Depuis mars 2024, l’ancien ambassadeur siège au Conseil présidentiel de la transition, un organisme censé pacifier le pays et organiser des élections libres et transparentes.
Un rapport du mois d’octobre de l’Unité de lutte contre la corruption (ULCC) recommande de mettre l’action publique en mouvement contre trois conseillers présidentiels, Augustin, Louis Gérald Gilles et Emmanuel Vertilaire, pour leur participation supposée à des actes de corruption.
Ces dignitaires de l’État – qui nient les allégations – sont accusés d’avoir reçu des cartes de crédit de façon irrégulière de l’ancien directeur de la Banque nationale de crédit, Raoul Pascal Pierre-Louis, dans le cadre de démarches engagées par ce dernier pour sa reconduction à la tête de l’institution.
D’après l’ULCC, l’ancien président de la BNC, révoqué depuis, devait rembourser les dépenses engagées sur les cartes en question. Au moins une des cartes, celle de Smith Augustin, a été bloquée pour non-paiement.
C’est aussi la raison pour laquelle AyiboPost revient sur cet incident vieux de trois ans, rendu pertinent dans un contexte de débats sur le comportement de hauts dignitaires de l’État dans l’exercice de leurs fonctions.
Lire aussi : Les dessous du « pacte de corruption » entre des membres du CPT et la BNC
Le contexte global de l’exercice du journalisme en Haïti représente une préoccupation.
Depuis l’assassinat en 2021 de l’ancien président Jovenel Moïse, au moins six journalistes ont été tués dans l’exercice de leur fonction en Haïti, selon un rapport du Comité pour la protection des journalistes.
Le pays se classe troisième parmi les pires endroits où sévit l’impunité pour les assassins de journalistes, selon la même organisation.
De plus, les journalistes haïtiens rencontrent un harcèlement judiciaire, exacerbé par l’absence d’un cadre juridique adéquat pour l’exercice du métier.
Mais un fait particulier retient mon attention dans le débat soulevé par le rapport de l’ULCC.
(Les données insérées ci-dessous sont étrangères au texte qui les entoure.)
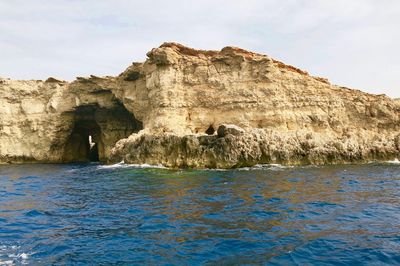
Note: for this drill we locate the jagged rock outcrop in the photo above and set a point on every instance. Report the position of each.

L’ancien contractuel de l’ambassade d’Haïti en République Dominicaine, accusé d’avoir mis sa chambre de l’hôtel Oasis à disposition des conseilleurs-présidents pour une fameuse rencontre où ces derniers sont accusés d’avoir demandé 100 millions de gourdes au responsable de la banque, s’appelle Lonick Léandre.
Lonick Léandre était aussi le bras droit de Smith Augustin lors de la visite des journalistes de mars 2021 en République Dominicaine.
Il n’a pas pu être joint avant publication.
Image de couverture : L’ancien ambassadeur Smith Augustin s’entretient avec le média El Dia.